The paper "TokenMix: Rethinking Image Mixing for Data Augmentation in Vision Transformers" explores the limitations of conventional data augmentation techniques like CutMix when applied to transformer-based architectures. Given the inherently different processing paradigms of Convolutional Neural Networks (CNNs) versus Vision Transformers, this paper provides valuable insights into the need for tailored augmentation techniques that exploit the architectural strengths of transformers.

Key Contributions and Methodology

Vision transformers have risen to prominence due to their ability to model long-range dependencies through global attention mechanisms from the outset. While traditional augmentation strategies such as CutMix, which were originally devised to enhance CNN performance, also found applicability with transformers, their benefits remained limited within this new architecture paradigm. This paper introduces TokenMix, a novel augmentation technique that operates at the token level rather than image patches, which aligns more naturally with the architecture of vision transformers.

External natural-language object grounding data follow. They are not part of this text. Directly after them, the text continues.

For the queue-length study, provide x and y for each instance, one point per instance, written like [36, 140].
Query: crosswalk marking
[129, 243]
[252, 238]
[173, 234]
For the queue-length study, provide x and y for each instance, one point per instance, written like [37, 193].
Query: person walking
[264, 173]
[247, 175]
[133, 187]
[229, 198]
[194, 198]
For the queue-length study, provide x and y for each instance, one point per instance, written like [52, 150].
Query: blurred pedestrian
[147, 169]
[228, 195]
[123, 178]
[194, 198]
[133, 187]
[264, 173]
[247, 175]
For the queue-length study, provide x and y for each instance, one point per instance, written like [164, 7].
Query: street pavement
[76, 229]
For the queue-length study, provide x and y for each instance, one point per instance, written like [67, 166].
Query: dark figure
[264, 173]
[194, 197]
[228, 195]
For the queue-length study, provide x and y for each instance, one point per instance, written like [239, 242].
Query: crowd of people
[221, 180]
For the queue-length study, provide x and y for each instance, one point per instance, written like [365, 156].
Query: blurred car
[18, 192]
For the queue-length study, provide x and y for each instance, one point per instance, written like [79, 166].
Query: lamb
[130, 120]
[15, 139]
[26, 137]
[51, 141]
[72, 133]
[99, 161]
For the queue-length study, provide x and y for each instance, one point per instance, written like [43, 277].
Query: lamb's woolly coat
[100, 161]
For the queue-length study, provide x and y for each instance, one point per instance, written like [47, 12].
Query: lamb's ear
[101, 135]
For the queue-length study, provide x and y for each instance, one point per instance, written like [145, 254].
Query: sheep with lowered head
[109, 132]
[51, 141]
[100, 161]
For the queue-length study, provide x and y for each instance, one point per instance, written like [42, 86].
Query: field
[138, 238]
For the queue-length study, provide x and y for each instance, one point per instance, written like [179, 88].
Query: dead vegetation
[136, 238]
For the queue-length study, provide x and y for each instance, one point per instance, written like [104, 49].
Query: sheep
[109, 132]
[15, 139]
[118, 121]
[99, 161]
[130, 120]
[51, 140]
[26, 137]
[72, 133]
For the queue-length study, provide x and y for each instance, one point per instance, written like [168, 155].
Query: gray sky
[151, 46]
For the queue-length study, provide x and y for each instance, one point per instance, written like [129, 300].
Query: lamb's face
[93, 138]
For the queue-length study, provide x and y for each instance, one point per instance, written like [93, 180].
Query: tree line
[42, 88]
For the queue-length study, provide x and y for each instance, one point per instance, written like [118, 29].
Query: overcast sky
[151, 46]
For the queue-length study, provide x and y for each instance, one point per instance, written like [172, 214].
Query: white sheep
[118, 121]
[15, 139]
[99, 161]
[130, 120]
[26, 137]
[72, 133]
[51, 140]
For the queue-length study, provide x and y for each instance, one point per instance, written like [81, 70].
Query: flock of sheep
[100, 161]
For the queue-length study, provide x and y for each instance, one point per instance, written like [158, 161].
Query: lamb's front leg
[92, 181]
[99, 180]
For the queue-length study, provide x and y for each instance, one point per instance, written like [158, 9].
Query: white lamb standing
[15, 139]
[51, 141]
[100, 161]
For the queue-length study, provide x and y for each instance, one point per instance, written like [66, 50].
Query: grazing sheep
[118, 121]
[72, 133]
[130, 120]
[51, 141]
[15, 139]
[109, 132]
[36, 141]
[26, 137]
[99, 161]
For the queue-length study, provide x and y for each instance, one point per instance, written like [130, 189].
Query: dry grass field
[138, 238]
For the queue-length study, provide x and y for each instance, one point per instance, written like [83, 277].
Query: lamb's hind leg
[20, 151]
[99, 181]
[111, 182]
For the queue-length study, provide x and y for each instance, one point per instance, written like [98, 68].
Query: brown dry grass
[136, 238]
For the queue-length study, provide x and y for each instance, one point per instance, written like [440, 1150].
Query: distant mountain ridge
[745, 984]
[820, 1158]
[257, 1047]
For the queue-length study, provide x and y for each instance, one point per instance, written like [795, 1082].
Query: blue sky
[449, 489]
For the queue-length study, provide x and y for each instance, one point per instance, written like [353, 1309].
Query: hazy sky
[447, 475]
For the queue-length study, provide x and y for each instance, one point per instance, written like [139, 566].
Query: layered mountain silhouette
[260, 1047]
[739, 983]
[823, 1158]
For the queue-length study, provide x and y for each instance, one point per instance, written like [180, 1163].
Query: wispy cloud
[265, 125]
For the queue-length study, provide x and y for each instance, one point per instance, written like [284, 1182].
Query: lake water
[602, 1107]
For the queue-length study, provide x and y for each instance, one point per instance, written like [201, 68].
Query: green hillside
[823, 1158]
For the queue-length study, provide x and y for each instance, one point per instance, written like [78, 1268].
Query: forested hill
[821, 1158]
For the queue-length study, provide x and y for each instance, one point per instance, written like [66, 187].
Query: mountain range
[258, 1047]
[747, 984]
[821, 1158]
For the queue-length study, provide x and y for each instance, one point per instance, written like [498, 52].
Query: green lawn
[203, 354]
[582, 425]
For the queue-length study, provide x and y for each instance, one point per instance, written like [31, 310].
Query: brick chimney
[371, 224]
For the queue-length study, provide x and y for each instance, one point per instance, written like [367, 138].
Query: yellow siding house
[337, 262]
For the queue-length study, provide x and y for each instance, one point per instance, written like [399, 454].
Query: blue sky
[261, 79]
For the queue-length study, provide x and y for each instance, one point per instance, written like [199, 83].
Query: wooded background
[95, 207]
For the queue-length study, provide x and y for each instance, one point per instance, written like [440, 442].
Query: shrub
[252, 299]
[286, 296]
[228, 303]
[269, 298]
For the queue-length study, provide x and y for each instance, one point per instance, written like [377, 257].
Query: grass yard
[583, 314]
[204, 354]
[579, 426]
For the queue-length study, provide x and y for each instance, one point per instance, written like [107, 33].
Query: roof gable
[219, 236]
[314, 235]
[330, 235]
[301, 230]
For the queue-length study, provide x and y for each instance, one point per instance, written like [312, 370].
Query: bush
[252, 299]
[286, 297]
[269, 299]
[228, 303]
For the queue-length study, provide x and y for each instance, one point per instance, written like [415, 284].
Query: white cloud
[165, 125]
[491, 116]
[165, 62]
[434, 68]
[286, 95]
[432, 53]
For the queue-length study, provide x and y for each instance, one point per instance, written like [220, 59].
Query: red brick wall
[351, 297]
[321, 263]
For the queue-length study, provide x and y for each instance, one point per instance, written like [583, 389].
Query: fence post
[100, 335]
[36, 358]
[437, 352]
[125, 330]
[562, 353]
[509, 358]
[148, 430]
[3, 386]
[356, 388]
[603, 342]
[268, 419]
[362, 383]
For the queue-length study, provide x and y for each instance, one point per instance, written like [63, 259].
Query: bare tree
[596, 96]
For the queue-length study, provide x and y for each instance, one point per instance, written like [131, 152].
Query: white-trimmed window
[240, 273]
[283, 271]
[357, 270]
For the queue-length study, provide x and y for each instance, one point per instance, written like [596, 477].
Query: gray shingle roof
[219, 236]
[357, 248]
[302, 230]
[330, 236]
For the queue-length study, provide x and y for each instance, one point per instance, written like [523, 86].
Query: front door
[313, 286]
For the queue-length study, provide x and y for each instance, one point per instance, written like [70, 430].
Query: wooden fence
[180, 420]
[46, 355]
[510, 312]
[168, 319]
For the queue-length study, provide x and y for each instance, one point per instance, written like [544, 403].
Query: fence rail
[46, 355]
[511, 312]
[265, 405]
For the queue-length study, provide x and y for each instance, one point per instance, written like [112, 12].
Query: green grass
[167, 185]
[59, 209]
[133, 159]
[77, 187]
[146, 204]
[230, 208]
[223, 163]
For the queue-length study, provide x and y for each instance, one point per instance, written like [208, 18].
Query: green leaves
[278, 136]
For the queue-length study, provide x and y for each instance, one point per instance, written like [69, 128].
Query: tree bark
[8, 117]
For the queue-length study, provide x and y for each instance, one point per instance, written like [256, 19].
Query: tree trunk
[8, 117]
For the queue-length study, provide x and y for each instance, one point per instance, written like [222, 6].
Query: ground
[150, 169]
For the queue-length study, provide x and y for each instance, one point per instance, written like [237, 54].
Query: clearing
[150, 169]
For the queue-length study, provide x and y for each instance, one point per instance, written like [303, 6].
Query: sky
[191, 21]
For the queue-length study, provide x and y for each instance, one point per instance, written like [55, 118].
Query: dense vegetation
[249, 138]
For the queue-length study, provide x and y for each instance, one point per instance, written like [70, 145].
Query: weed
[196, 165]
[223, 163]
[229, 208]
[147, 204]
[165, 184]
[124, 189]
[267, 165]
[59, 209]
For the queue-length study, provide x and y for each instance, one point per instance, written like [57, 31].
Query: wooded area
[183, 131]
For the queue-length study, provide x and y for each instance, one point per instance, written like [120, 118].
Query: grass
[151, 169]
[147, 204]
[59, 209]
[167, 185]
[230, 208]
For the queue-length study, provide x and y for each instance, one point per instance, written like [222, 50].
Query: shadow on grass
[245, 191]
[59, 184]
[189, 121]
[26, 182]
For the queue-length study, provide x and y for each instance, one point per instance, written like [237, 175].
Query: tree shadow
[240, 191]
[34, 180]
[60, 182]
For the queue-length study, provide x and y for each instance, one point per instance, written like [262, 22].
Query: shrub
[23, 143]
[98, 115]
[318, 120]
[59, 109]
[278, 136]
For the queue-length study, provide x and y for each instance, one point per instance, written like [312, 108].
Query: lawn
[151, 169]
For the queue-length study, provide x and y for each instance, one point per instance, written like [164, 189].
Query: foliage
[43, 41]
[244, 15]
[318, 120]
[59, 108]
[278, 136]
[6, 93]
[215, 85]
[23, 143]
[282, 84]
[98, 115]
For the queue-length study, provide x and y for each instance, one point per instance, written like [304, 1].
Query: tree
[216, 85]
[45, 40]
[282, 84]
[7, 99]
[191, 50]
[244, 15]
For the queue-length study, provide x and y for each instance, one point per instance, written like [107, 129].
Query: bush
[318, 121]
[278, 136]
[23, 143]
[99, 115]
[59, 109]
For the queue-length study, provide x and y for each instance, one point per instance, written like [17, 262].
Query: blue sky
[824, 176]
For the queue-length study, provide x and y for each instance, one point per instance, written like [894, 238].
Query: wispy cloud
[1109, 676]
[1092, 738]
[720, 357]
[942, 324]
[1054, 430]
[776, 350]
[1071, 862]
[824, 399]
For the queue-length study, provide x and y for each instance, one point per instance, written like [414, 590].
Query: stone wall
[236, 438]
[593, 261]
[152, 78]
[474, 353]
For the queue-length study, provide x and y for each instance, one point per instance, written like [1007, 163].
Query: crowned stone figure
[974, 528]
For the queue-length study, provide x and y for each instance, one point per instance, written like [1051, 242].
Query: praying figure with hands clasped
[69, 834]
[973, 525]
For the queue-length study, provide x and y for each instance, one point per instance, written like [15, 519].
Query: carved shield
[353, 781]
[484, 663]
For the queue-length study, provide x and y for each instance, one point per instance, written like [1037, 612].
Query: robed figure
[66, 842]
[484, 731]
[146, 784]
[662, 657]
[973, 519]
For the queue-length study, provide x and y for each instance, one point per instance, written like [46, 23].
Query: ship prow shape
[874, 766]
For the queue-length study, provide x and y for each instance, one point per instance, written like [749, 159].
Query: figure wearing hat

TokenMix operates by mixing images at the token level rather than at the region level as in CutMix. This methodological switch aims to better harness transformers' global receptive fields by encouraging the network to focus on inter-token dependencies spread across the image rather than localized patches. Moreover, TokenMix includes a refinement in generating the associated learning targets: instead of relying on the CutMix approach, where labels are a direct ratio of the mixed regions, TokenMix proposes employing neural activation maps from a pre-trained model to produce more semantically meaningful labels. This ensures that the augmented labels better reflect the visual content and semantics present in the mixed image, reducing label noise and enhancing training stability.

Experimental Results and Implications

The empirical evaluation across multiple transformer architectures, including DeiT, Swin Transformer, and PVT, demonstrates the efficacy of TokenMix. Consistent performance gains were observed with improvements of about 1% in top-1 accuracy on ImageNet for the DeiT models. The enhancement in performance underscores TokenMix's suitability for vision transformers, showcasing its ability to facilitate these models to focus more keenly on relevant visual components.

Moreover, the results indicate enhanced robustness to occlusions, an essential property for models in dealing with real-world scenarios where image degeneration or obstruction is frequent. TokenMix's token-focused approach not only leverages the full capacity of attention mechanisms in transformers but also aligns with their design principle by distributing dependencies across the image. This token-level augmentation ensures a more comprehensive learning process, contributing to better generalization and performance on various tasks beyond image classification, such as semantic segmentation on ADE20K.

Theoretical and Practical Impact

Theoretically, TokenMix challenges the prevailing augmentation paradigms by emphasizing the necessity of architecture-specific strategies. It opens new avenues for research in adapting data augmentation techniques tailored specifically for attention-based mechanisms prominent in transformer architectures. Practically, it provides a more effective framework for training vision transformers, which are becoming ubiquitous in various vision applications.

In conclusion, TokenMix represents a considerable step forward in the evolution of data augmentation techniques for contemporary vision models. As AI continues to advance, such targeted improvements in training methodologies will be crucial in driving the next generation of models to new heights in robustness and accuracy. Future exploration may focus on further optimizing the neural activation maps for token label generation and investigating other token-level transformations that can leverage the architectural nuances of vision models.